The file on “the mummy” case grew. Hennessey now knew the man to have been murdered by being struck with a hammer, or similar object or instrument. He knew that in life the deceased had been wealthy, for he wore not the clothing of a poor man. He knew that the deceased probably lived alone, and most significantly he knew the deceased had been murdered shortly after six p.m. on the 15th day of January, eight years earlier. The man was clean-shaven and very short of stature. And his dentistry work was British. All added together, Hennessey knew it would be enough for the missing persons bureau to suggest a name. He picked up the phone on his desk, pressed a four-figure internal number, and when his call was answered he said, “Collator?”

“Yes, sir.”

“Hennessey here.”

“Sir.”

Then Hennessey gave all the details he had on the deceased, adding, “not necessarily local.”

“I see, sir.” The collator was eager, anxious to please. “I’ll come back asap,” which the collator pronounced “aysap,” to Hennessey’s irritation, but the world was changing, he was closing down fast upon his retirement, and it was the small things which crept up on him from time to time, and reminded him he wasn’t changing with the world. In his day, he would have returned “a.s.a.p.” or “as soon as.” But “aysap”… he sighed as he put the phone down. He cared not for “aysap”, no matter how efficient was the youthful collator. He rose and went to the corner of his office and switched on the electric kettle and observed Micklegate Bar as he waited for the kettle to boil, the open-topped double-deckers, the people of the town hurrying, the tourists ambling. He returned to his desk carrying a mug of coffee.
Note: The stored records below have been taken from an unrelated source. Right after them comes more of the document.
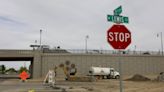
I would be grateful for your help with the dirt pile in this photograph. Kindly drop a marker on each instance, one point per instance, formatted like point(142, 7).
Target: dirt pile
point(160, 77)
point(138, 77)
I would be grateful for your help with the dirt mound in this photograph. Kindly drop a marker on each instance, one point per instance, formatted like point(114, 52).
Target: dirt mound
point(138, 77)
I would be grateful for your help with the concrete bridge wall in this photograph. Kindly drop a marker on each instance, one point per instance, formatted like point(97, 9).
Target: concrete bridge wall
point(42, 62)
point(146, 64)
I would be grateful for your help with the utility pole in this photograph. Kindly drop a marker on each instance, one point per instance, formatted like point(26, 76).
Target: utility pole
point(40, 39)
point(162, 43)
point(86, 38)
point(161, 36)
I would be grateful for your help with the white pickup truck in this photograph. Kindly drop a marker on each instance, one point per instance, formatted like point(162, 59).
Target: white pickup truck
point(104, 72)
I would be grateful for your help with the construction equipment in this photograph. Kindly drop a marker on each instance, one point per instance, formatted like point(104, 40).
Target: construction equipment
point(70, 71)
point(104, 72)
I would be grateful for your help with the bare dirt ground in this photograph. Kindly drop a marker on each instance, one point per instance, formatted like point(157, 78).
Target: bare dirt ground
point(106, 85)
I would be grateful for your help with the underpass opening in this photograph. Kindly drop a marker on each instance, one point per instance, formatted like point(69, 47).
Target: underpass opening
point(11, 67)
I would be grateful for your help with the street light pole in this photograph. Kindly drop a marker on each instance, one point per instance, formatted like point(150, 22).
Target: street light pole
point(162, 43)
point(86, 38)
point(40, 38)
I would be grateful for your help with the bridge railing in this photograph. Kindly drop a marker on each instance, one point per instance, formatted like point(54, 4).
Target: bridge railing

The collator was efficient, so efficient that he returned “aysap” before Hennessey’s mug of coffee had cooled sufficiently to allow it to be consumed. Tony Watch, the collator informed him, had been reported missing by his sister on the 16th of January eight years earlier. Physical description matched; he was wealthy because of an information technology company he had formed, and was recently separated at the time he went missing. His home address was out near Selby; his sister, the reportee, lived “on the other side of the planet”, in Holgate. Hennessey thanked the collator and replaced the phone. He left his office and walked down the corridor to the office of the younger, life-all-ahead-of-him Sergeant Yellich, and tapped on the doorframe of his office doorway. “Grab your sun hat, Yellich, we’re off to sunny Holgate.”

“We are, sir?” Yellich stood.

“We are, sir.”

* * * *

Holgate is that part of the Faymous and Faire Citie of Yorke ye tourists never see. It is black-terraced houses in rows, beyond the railway line, where washing hangs from lines suspended across the street. Hennessey and Yellich went to St Pancras’ Wynd, to number 57, being the given address of Mrs Torr, who eight years earlier had reported her brother to the police as a missing person.

“Never did like her.” Mrs Torr was a frail woman who looked older than her sixty-three years, as if stricken by an internal growth. “I grew up in these streets, so did Tony, well, he would – he was my little brother. Our dad worked on the railway in the steam days, you could smell the smoke from the railway station in these streets. I’d lay awake at night and listen to the chuff and clank of the steam trains. Now they whirr past on continuous rails with hardly a sound by comparison. Such a safe, solid sound the old steam trains used to make, I really miss the sound, but then I’m a lass, I never had to get up at three a.m. and fire one so it would be ready for eight a.m. That’s how long it took to fire one from cold, and that was a small one.”